The South American pilchard (Sardinops sagax) is a sardine of the family Clupeidae, the only member of the genus Sardinops. It is found in the Indo-Pacific and East Pacific oceans. Its length is up to 40 cm (16 in). It has other names, some of which more appropriately refer to subspecies, including blue pilchard, Australian pilchard (S. s. neopilchardus), blue-bait, Californian pilchard (S. s. caeruleus),Chilean sardine (S. s. sagax), Japanese pilchard (S. s. melanostictus), Pacific sardine, and Southern African pilchard (S. s. ocellatus).
The South Australian sardine fishery targets Sardinops sagax and is the highest yielding single species fishery in Australia by volume. The fishery employs the technique of purse seining. Schools of sardines are encircled by a net up to 1 kilometre in length which is then drawn closed at the bottom.
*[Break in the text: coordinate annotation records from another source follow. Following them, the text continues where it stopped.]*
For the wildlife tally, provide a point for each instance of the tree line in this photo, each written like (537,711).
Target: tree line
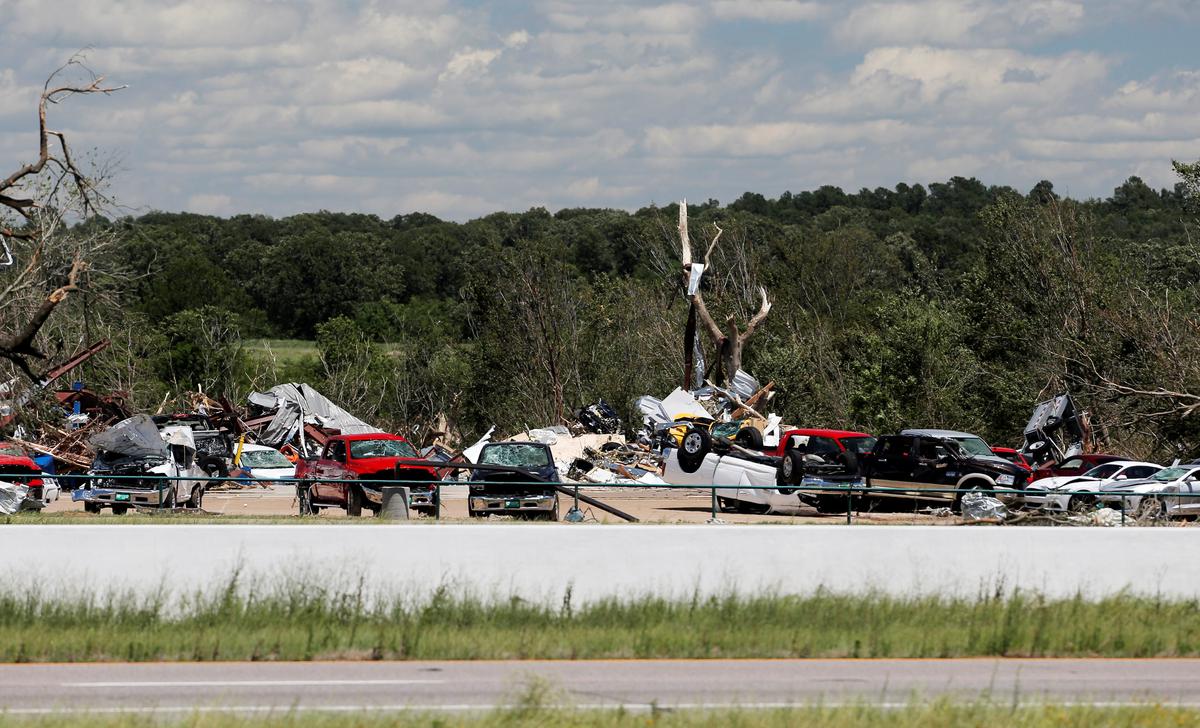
(957,305)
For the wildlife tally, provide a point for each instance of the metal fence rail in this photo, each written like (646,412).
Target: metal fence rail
(82,483)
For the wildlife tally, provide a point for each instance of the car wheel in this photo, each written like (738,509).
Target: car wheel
(1080,504)
(1150,509)
(353,501)
(695,446)
(305,497)
(790,471)
(749,438)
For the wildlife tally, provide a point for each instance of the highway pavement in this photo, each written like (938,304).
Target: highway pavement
(634,684)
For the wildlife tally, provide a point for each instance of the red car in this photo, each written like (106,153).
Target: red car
(823,441)
(17,467)
(373,456)
(1077,464)
(1013,456)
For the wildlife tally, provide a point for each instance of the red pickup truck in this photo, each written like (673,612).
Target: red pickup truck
(348,458)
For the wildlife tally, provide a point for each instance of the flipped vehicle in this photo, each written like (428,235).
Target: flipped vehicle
(214,447)
(141,465)
(1072,493)
(1075,464)
(1013,456)
(370,456)
(1170,492)
(526,491)
(939,465)
(22,480)
(259,462)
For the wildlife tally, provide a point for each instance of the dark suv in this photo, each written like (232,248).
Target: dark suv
(937,465)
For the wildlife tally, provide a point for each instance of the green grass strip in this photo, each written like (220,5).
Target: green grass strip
(935,715)
(301,621)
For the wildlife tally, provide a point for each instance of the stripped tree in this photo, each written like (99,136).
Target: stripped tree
(729,342)
(37,203)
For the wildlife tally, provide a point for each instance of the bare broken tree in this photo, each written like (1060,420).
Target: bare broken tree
(39,199)
(730,342)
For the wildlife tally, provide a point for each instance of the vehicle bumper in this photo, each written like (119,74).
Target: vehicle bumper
(513,504)
(121,498)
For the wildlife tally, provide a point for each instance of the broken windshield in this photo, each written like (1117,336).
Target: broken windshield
(515,455)
(367,449)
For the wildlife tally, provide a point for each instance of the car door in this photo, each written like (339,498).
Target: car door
(934,469)
(892,464)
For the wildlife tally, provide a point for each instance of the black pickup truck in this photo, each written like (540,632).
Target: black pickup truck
(520,491)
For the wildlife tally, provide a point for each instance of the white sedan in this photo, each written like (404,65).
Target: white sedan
(1170,492)
(1073,493)
(261,462)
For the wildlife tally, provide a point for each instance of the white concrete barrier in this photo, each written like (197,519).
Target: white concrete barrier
(595,561)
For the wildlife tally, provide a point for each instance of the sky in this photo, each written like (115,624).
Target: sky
(460,108)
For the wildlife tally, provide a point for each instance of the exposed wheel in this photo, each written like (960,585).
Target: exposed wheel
(1081,504)
(305,497)
(1150,509)
(353,501)
(790,471)
(696,444)
(971,485)
(749,438)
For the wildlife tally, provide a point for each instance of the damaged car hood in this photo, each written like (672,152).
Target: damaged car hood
(136,437)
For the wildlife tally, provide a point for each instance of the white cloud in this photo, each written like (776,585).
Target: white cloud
(777,11)
(960,23)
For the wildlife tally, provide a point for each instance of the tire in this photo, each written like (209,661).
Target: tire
(695,446)
(305,497)
(353,501)
(1080,504)
(790,473)
(1150,509)
(749,438)
(971,485)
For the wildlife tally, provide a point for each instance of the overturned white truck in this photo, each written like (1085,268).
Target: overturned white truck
(141,465)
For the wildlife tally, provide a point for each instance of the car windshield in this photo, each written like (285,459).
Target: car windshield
(975,446)
(367,449)
(858,445)
(1169,474)
(1102,471)
(264,458)
(516,455)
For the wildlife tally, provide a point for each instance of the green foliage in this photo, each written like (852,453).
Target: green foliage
(953,304)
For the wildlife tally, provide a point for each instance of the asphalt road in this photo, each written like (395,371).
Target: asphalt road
(264,686)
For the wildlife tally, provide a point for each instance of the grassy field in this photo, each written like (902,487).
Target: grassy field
(529,715)
(310,623)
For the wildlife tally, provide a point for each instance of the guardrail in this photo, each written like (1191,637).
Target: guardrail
(852,491)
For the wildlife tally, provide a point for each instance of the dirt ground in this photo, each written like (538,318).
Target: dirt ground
(648,505)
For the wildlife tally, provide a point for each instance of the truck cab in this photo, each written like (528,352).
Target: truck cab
(364,457)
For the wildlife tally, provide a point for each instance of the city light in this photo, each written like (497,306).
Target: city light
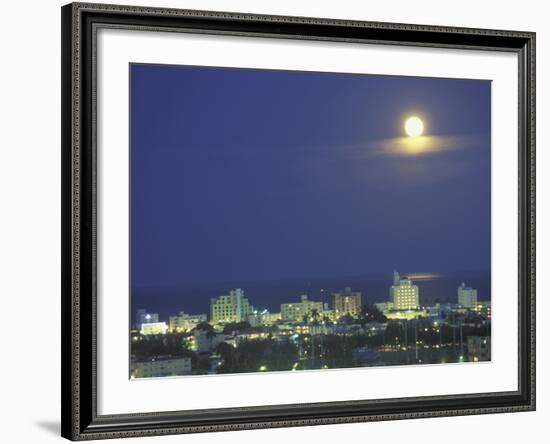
(309,334)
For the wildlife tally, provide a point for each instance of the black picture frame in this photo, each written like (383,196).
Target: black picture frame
(80,420)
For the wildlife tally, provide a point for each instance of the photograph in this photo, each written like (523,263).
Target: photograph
(291,221)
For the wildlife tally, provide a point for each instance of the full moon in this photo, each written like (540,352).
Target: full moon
(414,127)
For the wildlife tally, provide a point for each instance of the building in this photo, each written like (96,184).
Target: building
(160,366)
(205,341)
(154,328)
(347,302)
(406,315)
(143,317)
(403,293)
(185,322)
(479,348)
(263,318)
(296,311)
(467,296)
(233,307)
(383,307)
(483,308)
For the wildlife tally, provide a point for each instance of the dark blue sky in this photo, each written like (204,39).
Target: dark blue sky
(251,175)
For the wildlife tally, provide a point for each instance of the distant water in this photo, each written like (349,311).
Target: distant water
(433,287)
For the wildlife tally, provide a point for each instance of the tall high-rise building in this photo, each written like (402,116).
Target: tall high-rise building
(233,307)
(403,293)
(346,302)
(467,296)
(295,311)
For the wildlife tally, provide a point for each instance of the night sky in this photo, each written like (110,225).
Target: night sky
(253,175)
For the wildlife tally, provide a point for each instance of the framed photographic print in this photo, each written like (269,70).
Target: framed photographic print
(279,221)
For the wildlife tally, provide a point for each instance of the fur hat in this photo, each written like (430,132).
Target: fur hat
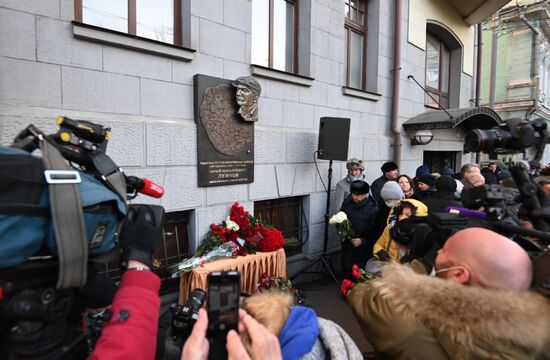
(388,166)
(391,191)
(403,231)
(426,179)
(359,187)
(446,184)
(355,163)
(422,170)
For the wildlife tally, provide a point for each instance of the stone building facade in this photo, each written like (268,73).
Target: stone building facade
(54,63)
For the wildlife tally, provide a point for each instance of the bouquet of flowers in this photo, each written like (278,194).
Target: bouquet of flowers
(246,232)
(359,275)
(343,225)
(272,282)
(223,251)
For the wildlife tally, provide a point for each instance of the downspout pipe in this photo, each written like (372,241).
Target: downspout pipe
(536,64)
(478,73)
(396,129)
(492,78)
(478,64)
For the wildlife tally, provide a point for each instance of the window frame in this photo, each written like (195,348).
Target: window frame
(272,34)
(132,21)
(433,91)
(362,30)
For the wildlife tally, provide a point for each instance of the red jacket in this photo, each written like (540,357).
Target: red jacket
(131,333)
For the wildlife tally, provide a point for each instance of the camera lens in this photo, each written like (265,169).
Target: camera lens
(486,140)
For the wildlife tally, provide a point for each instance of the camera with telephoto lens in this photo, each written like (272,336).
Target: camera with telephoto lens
(185,316)
(39,320)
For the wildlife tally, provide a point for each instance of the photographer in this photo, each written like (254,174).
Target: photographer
(130,328)
(265,345)
(478,307)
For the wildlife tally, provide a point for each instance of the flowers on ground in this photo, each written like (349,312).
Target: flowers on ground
(359,275)
(223,251)
(343,225)
(272,282)
(246,232)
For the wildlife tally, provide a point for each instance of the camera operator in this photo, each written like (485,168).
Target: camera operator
(130,328)
(478,307)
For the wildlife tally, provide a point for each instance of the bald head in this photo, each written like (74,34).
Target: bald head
(476,179)
(468,169)
(487,259)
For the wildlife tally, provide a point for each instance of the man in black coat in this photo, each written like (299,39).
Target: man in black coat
(361,211)
(444,195)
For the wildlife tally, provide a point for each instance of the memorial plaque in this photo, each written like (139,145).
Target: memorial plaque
(225,141)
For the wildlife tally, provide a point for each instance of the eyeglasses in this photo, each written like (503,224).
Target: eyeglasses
(448,269)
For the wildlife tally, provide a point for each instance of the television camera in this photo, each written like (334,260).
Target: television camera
(39,319)
(498,202)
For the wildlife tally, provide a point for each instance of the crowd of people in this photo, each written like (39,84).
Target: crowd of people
(377,212)
(476,303)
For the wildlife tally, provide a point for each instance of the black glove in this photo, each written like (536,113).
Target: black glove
(140,235)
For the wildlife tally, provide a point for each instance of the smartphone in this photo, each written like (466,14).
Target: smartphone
(224,289)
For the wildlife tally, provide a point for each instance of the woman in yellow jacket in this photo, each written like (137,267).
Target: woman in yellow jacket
(405,209)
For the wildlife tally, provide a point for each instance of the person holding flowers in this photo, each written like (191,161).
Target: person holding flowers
(361,212)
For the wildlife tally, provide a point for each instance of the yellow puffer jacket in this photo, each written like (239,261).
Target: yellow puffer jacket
(384,240)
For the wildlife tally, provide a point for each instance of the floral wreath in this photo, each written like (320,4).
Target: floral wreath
(246,232)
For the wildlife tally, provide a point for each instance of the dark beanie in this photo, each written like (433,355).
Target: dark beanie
(359,187)
(446,184)
(422,170)
(447,171)
(426,179)
(388,166)
(98,292)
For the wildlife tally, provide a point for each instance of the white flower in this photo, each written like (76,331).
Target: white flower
(338,218)
(231,225)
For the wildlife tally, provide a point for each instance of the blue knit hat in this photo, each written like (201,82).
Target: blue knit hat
(422,170)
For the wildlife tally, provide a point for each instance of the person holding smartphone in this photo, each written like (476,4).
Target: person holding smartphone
(265,344)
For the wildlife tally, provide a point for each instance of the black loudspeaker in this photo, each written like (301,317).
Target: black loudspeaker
(333,138)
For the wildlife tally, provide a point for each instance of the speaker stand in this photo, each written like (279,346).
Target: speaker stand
(324,260)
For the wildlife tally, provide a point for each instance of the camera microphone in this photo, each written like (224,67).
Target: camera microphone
(144,186)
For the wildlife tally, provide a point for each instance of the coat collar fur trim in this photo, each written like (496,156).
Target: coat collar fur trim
(468,316)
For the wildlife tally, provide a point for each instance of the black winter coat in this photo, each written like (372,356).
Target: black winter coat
(439,201)
(361,215)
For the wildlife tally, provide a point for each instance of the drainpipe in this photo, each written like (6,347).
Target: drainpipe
(478,65)
(492,81)
(478,74)
(396,129)
(536,60)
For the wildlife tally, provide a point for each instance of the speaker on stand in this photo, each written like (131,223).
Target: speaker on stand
(332,145)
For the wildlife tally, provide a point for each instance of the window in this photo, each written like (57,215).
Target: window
(156,20)
(274,35)
(173,248)
(438,65)
(286,215)
(356,43)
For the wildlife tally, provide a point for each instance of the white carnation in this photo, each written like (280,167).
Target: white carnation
(338,218)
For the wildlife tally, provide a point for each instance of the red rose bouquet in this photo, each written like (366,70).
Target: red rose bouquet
(248,233)
(359,275)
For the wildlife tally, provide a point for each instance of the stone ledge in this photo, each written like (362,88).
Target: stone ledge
(290,78)
(361,94)
(106,36)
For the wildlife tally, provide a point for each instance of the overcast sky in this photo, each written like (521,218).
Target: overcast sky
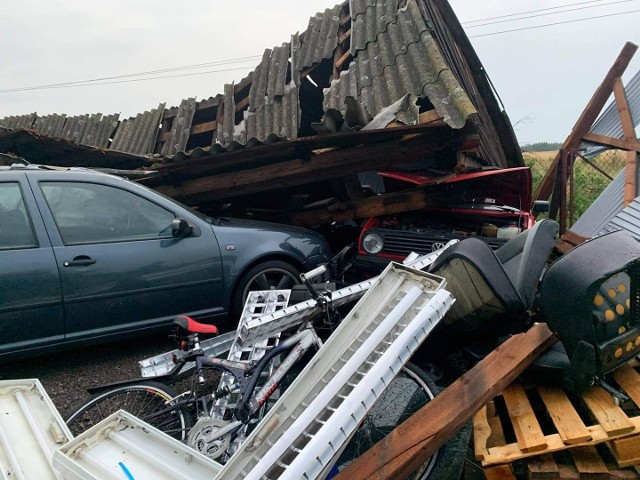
(545,76)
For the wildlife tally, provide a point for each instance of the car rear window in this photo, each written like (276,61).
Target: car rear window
(94,213)
(15,226)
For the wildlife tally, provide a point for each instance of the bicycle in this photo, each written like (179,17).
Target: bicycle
(195,417)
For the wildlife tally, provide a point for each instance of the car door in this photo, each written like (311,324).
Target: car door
(31,313)
(121,269)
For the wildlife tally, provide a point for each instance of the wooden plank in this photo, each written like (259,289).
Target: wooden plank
(589,463)
(570,426)
(346,56)
(431,117)
(542,467)
(368,207)
(344,36)
(525,424)
(629,379)
(499,472)
(610,416)
(588,116)
(203,127)
(415,440)
(611,142)
(481,433)
(626,451)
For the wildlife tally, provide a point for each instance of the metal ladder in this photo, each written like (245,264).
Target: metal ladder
(304,433)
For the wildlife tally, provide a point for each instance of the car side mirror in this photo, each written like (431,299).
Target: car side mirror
(180,228)
(539,206)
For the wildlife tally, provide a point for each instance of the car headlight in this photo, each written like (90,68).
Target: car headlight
(372,243)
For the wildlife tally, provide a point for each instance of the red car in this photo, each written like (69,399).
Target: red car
(492,205)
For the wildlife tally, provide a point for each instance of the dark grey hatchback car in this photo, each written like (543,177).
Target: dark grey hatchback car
(87,257)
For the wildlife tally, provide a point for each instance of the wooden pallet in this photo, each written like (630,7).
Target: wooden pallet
(525,423)
(575,463)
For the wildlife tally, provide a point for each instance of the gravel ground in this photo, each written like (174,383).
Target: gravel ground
(66,376)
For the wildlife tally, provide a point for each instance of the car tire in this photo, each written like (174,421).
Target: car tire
(271,275)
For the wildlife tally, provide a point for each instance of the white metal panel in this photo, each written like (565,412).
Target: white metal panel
(265,326)
(304,432)
(31,429)
(122,446)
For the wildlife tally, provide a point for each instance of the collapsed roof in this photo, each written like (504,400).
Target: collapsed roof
(311,124)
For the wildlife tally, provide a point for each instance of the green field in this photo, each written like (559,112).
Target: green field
(588,181)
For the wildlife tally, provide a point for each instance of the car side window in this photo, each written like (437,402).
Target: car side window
(15,226)
(94,213)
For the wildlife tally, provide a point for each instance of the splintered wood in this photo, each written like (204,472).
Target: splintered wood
(557,433)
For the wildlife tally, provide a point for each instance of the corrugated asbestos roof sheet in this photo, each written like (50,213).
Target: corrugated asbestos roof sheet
(180,129)
(280,116)
(138,135)
(404,59)
(51,125)
(45,150)
(609,122)
(98,129)
(18,121)
(370,19)
(320,39)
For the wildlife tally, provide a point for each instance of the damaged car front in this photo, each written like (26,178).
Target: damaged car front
(489,204)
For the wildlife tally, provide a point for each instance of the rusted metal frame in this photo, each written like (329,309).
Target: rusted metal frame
(618,143)
(588,116)
(572,195)
(628,128)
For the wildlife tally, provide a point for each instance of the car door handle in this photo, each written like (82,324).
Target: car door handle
(80,261)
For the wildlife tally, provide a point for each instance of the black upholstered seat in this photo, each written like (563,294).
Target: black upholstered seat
(494,290)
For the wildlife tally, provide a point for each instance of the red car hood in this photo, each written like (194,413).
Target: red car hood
(510,186)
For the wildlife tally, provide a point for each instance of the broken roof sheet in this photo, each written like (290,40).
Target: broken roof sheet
(45,150)
(598,217)
(368,20)
(138,135)
(398,55)
(319,39)
(404,59)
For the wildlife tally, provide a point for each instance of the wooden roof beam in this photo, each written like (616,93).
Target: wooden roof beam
(629,130)
(325,166)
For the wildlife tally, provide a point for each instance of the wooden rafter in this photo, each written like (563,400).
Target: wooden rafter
(631,172)
(299,171)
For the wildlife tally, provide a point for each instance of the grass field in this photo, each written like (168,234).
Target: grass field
(589,182)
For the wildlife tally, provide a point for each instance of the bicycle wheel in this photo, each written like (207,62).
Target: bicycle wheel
(406,394)
(142,400)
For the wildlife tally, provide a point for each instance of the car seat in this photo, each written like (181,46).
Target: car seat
(494,291)
(590,298)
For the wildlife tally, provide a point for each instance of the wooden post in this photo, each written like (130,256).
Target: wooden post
(414,441)
(589,115)
(631,173)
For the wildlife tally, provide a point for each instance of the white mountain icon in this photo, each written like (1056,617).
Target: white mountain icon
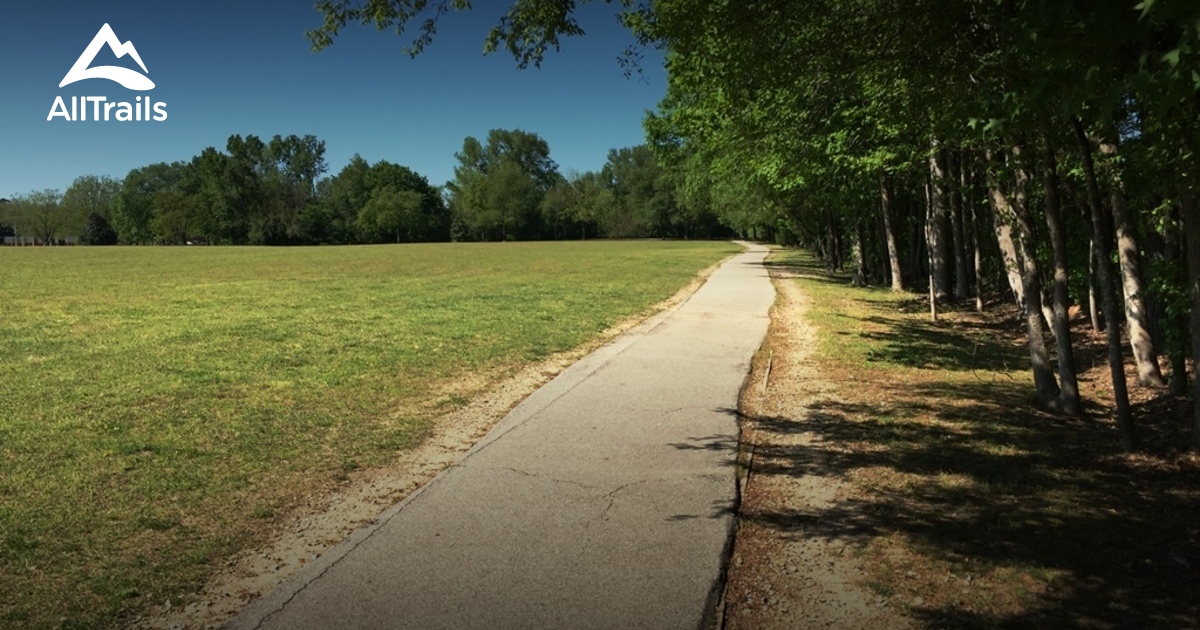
(126,77)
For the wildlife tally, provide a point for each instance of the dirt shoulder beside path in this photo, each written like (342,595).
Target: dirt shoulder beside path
(789,569)
(364,495)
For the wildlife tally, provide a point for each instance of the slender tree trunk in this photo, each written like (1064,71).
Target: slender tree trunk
(1067,378)
(1093,305)
(856,245)
(1128,253)
(1105,276)
(959,241)
(889,233)
(1191,216)
(972,216)
(1174,257)
(1017,210)
(935,222)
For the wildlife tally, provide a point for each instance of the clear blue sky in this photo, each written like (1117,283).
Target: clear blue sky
(227,67)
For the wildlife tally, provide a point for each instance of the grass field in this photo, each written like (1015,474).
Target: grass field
(157,406)
(972,509)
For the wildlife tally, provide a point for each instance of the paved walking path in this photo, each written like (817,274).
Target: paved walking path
(603,501)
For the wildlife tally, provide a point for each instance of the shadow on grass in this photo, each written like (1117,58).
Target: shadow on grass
(978,483)
(988,487)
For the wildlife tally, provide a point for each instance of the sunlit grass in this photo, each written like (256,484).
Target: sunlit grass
(982,510)
(159,406)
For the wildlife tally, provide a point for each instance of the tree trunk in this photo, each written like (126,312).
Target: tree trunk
(959,241)
(1191,211)
(1174,257)
(935,223)
(1067,378)
(856,245)
(1144,352)
(889,234)
(1017,210)
(1105,273)
(1093,305)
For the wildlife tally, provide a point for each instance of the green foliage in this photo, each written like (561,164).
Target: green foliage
(391,211)
(97,232)
(42,215)
(498,187)
(184,396)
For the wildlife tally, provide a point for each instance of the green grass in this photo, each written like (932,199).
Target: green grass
(160,407)
(971,508)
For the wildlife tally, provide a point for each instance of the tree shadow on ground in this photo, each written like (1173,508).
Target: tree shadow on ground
(983,485)
(978,483)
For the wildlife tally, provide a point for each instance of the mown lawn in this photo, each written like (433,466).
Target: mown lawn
(971,508)
(159,406)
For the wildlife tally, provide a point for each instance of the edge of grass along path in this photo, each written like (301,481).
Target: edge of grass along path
(165,406)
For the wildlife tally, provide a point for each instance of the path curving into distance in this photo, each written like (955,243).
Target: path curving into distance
(605,499)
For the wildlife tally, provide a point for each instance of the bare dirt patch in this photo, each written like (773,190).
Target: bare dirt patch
(789,569)
(324,517)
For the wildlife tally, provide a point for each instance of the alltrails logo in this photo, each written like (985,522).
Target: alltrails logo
(142,108)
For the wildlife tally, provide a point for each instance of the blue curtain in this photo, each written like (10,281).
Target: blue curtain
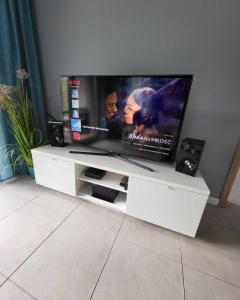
(18,50)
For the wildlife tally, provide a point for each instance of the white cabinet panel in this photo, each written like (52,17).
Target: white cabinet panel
(162,205)
(55,173)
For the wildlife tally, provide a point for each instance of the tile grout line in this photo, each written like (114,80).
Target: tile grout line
(213,276)
(6,280)
(55,229)
(18,286)
(18,208)
(107,258)
(180,247)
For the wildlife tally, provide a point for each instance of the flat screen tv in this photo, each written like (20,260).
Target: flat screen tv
(138,116)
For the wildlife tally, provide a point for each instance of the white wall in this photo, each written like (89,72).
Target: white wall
(157,37)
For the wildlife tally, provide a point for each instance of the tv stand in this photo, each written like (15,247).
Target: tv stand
(164,197)
(114,154)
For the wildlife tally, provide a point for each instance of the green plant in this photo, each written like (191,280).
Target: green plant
(16,102)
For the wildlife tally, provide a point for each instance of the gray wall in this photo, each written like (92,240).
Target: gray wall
(158,37)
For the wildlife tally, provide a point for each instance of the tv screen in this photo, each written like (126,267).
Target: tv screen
(132,115)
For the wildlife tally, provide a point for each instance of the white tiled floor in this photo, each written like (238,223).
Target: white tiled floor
(53,246)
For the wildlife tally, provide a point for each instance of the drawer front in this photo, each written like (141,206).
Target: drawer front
(166,206)
(54,173)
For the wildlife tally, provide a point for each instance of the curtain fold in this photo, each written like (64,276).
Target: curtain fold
(19,49)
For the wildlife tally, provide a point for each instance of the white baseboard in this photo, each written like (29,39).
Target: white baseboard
(213,201)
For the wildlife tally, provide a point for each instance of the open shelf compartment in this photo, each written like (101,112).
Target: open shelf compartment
(119,204)
(110,180)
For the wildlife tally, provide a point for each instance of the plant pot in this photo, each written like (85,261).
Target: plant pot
(31,172)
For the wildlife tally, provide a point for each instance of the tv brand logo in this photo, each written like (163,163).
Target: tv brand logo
(74,82)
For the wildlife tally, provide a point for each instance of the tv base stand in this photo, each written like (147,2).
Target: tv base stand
(164,197)
(116,155)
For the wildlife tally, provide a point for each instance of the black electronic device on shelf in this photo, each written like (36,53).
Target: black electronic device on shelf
(95,173)
(104,193)
(124,182)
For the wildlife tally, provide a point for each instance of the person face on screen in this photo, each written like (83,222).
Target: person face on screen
(111,105)
(135,102)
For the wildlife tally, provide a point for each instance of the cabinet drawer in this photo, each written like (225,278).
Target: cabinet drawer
(54,173)
(169,207)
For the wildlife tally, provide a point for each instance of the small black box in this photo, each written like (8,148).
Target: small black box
(189,156)
(95,173)
(104,193)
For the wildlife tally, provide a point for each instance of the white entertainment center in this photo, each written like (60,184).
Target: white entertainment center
(164,197)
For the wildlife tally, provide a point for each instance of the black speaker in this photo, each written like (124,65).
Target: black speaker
(189,156)
(55,133)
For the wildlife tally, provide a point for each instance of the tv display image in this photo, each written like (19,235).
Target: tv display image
(138,116)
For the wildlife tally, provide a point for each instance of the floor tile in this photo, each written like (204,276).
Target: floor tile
(2,279)
(215,251)
(56,202)
(68,264)
(152,237)
(138,274)
(17,192)
(199,286)
(9,291)
(24,230)
(234,213)
(218,216)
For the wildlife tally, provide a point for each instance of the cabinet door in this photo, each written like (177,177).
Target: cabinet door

The catch is then pumped on board the fishing vessel where it is stored in refrigerated holds at below freezing temperatures. 94% of the catch is used as feed in Southern bluefin tuna ranching operations off Port Lincoln, South Australia. The remaining 6% of the catch serves human consumption, recreational fishing bait and premium pet food markets.
The industry commenced in South Australia in 1991 with an annual catch quota of 1,000 tonnes. By 2014, the annual quota had increased to 38,000 tonnes. The fishery’s total landed catch peaked at 56,952 tonnes in the financial year 2004-05 stabilising at around 32,000 tonnes per annum thereafter.